We then constructed a time-dependent ROC curve for the 9 lncRNA signature, which showed an area under the curve (AUC) of 0.86 at 2 years, remaining at 0.86 at 4 years, increasing to 0.88 at 6 years, and reaching 0.92 at 8 years (Figure 2C). In the entire dataset, the expression levels of the 9 lncRNAs were higher in the high-risk group (Figure 3A), and the prognosis of the high-risk group was also worse, with an OS curve showing a p-value of<0.001 (Figure 3B). The ROC curve also showed that the 9 lncRNA signature had good predictive performance for the survival of BC patients (Figure 3C), with an AUC of 0.72 at 2 years, 0.73 at 4 years, 0.74 at 6 years, and 0.76 at 8 years. Therefore, the 9-lncRNA signature had good predictive performance for BC patients in both the primary dataset and the entire dataset.
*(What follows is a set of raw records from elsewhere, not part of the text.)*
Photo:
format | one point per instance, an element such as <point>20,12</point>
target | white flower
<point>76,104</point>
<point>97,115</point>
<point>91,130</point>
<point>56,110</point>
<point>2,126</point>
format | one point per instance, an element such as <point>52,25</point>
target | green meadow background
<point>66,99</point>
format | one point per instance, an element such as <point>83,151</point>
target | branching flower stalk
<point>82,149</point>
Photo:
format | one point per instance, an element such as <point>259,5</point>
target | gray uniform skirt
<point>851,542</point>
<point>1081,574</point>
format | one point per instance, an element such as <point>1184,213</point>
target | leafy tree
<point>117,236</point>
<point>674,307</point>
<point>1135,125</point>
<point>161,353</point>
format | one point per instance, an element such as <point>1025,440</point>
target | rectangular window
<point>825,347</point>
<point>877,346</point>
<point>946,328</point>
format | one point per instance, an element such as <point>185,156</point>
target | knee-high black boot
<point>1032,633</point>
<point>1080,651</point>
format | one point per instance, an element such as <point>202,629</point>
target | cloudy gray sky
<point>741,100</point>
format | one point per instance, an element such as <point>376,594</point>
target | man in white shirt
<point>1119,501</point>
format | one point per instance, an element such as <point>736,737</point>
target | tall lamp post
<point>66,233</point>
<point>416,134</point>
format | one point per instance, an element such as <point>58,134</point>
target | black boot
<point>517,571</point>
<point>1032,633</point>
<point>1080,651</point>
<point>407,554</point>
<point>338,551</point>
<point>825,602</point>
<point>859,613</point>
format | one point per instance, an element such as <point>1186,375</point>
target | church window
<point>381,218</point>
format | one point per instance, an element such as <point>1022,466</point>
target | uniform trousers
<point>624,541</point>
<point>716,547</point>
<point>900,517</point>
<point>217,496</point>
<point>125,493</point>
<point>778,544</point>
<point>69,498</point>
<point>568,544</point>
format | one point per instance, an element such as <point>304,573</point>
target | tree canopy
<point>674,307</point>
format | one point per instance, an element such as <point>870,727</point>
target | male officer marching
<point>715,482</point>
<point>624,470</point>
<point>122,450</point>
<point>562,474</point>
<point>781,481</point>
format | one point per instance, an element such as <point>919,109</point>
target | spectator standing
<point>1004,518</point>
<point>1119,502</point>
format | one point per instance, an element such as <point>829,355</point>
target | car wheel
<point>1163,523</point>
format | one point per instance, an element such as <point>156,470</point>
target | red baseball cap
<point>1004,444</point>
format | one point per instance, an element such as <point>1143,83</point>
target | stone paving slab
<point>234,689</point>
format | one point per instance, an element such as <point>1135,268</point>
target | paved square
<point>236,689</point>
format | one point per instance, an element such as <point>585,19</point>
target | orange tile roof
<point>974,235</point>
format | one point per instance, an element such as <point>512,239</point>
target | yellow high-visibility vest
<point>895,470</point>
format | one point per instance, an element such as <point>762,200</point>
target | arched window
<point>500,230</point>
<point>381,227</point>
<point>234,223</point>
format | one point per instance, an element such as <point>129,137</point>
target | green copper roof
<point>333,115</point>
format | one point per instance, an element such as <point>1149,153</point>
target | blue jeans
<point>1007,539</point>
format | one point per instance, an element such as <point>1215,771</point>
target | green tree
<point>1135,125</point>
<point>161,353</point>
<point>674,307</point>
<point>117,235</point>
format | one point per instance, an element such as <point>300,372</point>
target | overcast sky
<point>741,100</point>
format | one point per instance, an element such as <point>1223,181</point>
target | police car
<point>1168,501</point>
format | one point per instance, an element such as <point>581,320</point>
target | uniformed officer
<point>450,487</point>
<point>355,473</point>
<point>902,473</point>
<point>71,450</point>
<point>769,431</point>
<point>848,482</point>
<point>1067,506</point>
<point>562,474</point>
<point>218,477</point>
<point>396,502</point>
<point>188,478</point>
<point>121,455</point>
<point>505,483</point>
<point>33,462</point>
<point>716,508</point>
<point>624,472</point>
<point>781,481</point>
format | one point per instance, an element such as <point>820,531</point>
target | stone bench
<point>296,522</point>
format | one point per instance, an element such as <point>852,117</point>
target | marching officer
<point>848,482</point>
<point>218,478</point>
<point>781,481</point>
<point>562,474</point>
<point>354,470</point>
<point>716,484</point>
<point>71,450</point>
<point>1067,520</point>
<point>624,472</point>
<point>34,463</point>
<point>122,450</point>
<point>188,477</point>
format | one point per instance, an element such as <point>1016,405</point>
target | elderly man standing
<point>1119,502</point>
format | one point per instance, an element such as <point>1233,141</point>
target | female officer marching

3.5 The prognostic value of the 9-lncRNA signature is independent of conventional clinical risk factors
Next, we tested whether the prognostic performance of the 9-lncRNA signature was independent of those conventional clinical risk factors. In the primary dataset, binary logistic regression of the main dataset suggested that age, stage, T, N, and M were prognostic factors, but multivariate COX risk analysis indicated that age and the lncRNA model were independent prognostic factors, with HRs of 1.059 (p <0.001) and 1.035 (p<0.001), respectively (Table 3). Similarly, in the entire dataset, Binary logistic regression analysis suggested that age, stage, T, N, and M were prognostic factors, but multivariate COX risk analysis indicated that age and the lncRNA model were independent prognostic factors, with HRs of 1.035 (p <0.001) and 1.004 (p <0.001), respectively (Table 4). When stratified by age, as shown by the Kaplan-Meier curve, the high-risk and low-risk groups of the 9-lncRNA signature exhibited significant differences (p <0.05) in both the subgroup aged <60 years and the subgroup aged ≥60 years (Figure 4), indicating that the 9-lncRNA signature can independently predict the prognosis of BC patients.
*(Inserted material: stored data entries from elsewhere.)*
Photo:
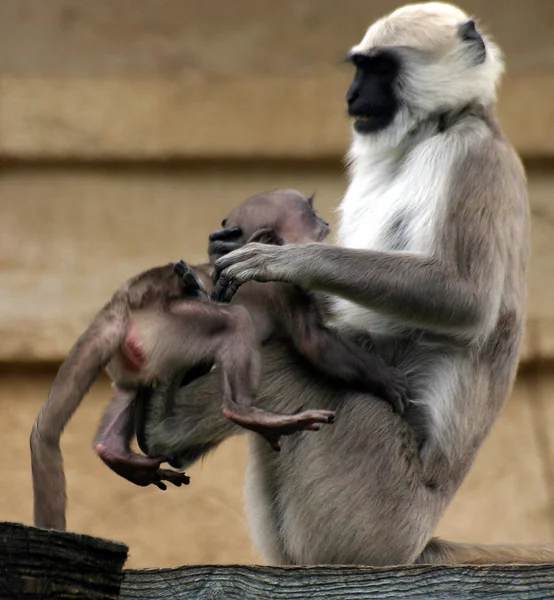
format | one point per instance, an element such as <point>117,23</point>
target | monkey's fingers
<point>271,425</point>
<point>225,290</point>
<point>187,274</point>
<point>173,477</point>
<point>220,248</point>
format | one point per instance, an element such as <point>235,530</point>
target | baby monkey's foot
<point>140,470</point>
<point>271,426</point>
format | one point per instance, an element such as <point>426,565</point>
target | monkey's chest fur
<point>394,206</point>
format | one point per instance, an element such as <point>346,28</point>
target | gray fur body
<point>431,264</point>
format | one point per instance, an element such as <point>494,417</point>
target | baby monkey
<point>161,324</point>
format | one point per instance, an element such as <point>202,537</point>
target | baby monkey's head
<point>286,213</point>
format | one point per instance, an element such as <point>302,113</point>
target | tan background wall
<point>128,128</point>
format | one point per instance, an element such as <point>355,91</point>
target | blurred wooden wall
<point>128,128</point>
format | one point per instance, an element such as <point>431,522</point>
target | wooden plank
<point>341,583</point>
<point>41,564</point>
<point>247,117</point>
<point>36,563</point>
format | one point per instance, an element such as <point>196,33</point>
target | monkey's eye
<point>383,64</point>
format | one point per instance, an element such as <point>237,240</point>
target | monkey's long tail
<point>86,359</point>
<point>444,552</point>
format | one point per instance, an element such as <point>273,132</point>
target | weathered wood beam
<point>522,582</point>
<point>243,117</point>
<point>36,563</point>
<point>41,564</point>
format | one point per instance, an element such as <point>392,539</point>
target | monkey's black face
<point>371,98</point>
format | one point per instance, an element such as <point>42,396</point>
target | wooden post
<point>41,564</point>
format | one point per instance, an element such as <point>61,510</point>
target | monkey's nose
<point>352,94</point>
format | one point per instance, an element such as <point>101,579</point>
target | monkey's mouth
<point>379,119</point>
<point>362,123</point>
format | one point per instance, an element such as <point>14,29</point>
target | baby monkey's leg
<point>113,445</point>
<point>228,334</point>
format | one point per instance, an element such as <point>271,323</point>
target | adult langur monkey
<point>431,264</point>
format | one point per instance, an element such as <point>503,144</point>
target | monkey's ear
<point>468,31</point>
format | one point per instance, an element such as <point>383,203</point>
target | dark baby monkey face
<point>287,212</point>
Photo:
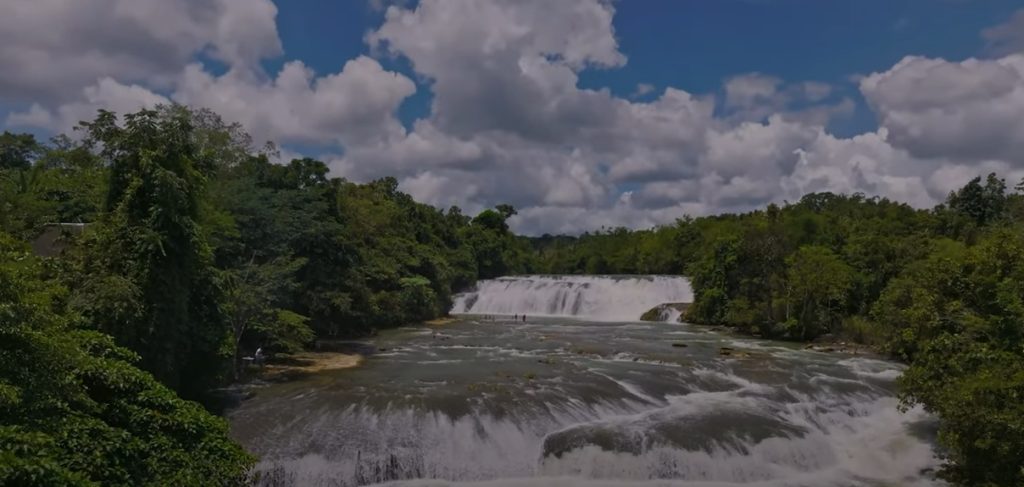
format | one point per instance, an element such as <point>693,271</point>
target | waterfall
<point>603,298</point>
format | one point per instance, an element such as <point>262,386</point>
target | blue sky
<point>696,44</point>
<point>581,113</point>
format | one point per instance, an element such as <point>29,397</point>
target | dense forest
<point>195,251</point>
<point>187,249</point>
<point>941,290</point>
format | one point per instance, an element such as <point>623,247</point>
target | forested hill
<point>940,289</point>
<point>196,250</point>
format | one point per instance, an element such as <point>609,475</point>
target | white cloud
<point>509,122</point>
<point>968,111</point>
<point>1007,38</point>
<point>50,49</point>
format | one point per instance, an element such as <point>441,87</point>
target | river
<point>570,400</point>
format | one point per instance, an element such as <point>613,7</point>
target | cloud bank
<point>509,122</point>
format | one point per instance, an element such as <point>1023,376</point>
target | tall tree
<point>147,275</point>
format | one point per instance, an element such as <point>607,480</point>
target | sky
<point>583,114</point>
3.6 Create a nomogram of 9-lncRNA markers and clinical risk factors
According to COX multivariate analysis, clinical risk factors (age) are important predictor of OS in breast cancer patients. Therefore, we integrated age with 9-lncRNA to develop an effective quantitative method (nomogram) for predicting OS. We then used this nomogram to predict the 1-year, 3-year, and 5-year survival of BC patients (Figure 5A). Subsequently, the consistency index (C-index) and calibration curve were used to evaluate the identification and calibration ability of the prognostic nomogram. The results showed that the probability determined by the nomogram was very close to the actual probability (Figure 5B, 5C, 5D, 5E). The C-index of the main dataset was 0.81.